In order to master HSL you need to know the essence of the language, which is inspired by C, Perl and PHP. This includes the syntax, control structures, data types and core functions. This reference guide assumes you have some basic knowledge on computer programming. One can also learn by reviewing the code/blocks before saving.

Functions and contexts

Core functions are recognized by their lowercase names, and can be used in any flow (which maps to a script executed by a process). Most functions are indeed core functions, for reusability. Other functions which are context dependent, such as the Block() function, blocking an IP packet, have capitalized names.

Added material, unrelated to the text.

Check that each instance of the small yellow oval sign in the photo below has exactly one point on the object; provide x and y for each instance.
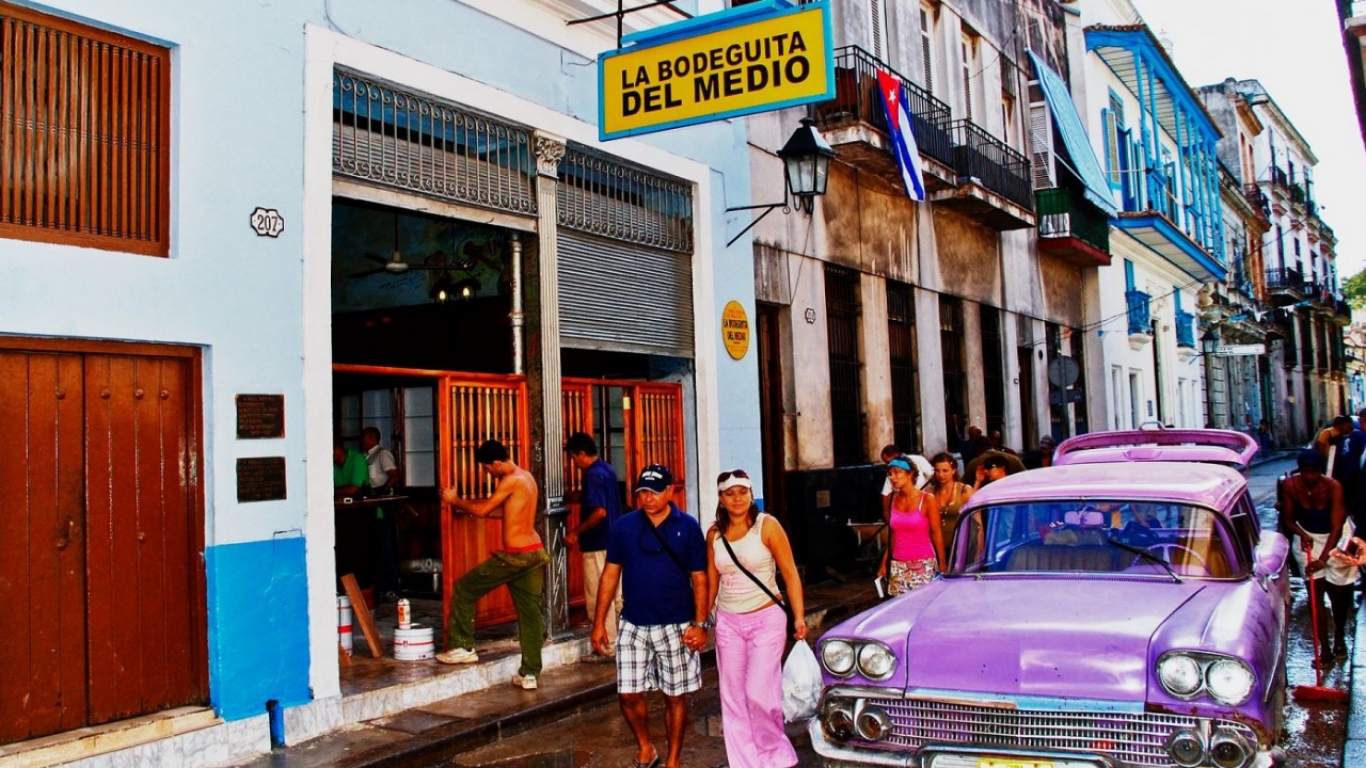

Below is a table relating functions and SMTP commands to HSL contexts/extensions

Context Process Description
Core all processes Global functions shared among all processes
IP ippolicyd Handling IP packets, like a scripted firewall
Mail AUTH mailpolicyd Handling SMTP AUTH LOGIN (SASL) requests
Mail RCPT TO mailpolicyd Handling the SMTP RCPT TO command
Mail DATA mailscand Handling the SMTP DATA command; in other words "the mail message"
Mail pre-delivery (queue) mailqueued Decides what is to be done before a delivery is attempted
Mail post-delivery (transport) mailqueued Decides what is to be done when a delivery attempt is done
System user authentication backend Handling administration (SOAP API) sign-ins, suitable for RADIUS/TACACS+ integration

IP flow context

The IP Policy variables and functions are only available when creating a IP flow. It operates on IP packets, and have thus only functions like Block() and Allow(). In order to produce meaningful scripts/flows, network functions from the core component can be used, such as in_network(), dns() or globalview(). The scripts are processed by ippolicyd.

Mail flow context

The mail flows are all closely tied to SMTP, as they are executed in each stage of the SMTP conversation, by different processes. The Authentication and Recipient flows are very much alike (and both part of the process mailpolicyd) but are processed in two different steps (EHLO/AUTH vs. MAIL FROM/RCPT TO). The Mail Content flow is issued when the entire e-mail is received (DATA), and processed by the mailscand process. The pre-delivery (queue) flow is issued before a delivery attempt is made (it's where you may dynamically change transport settings, such as destination and SASL credentials). The post-delivery (transport) flow is issued after each delivery attempt, either successful or failed. Both are processed in the outgoing queue transport process; mailqueued.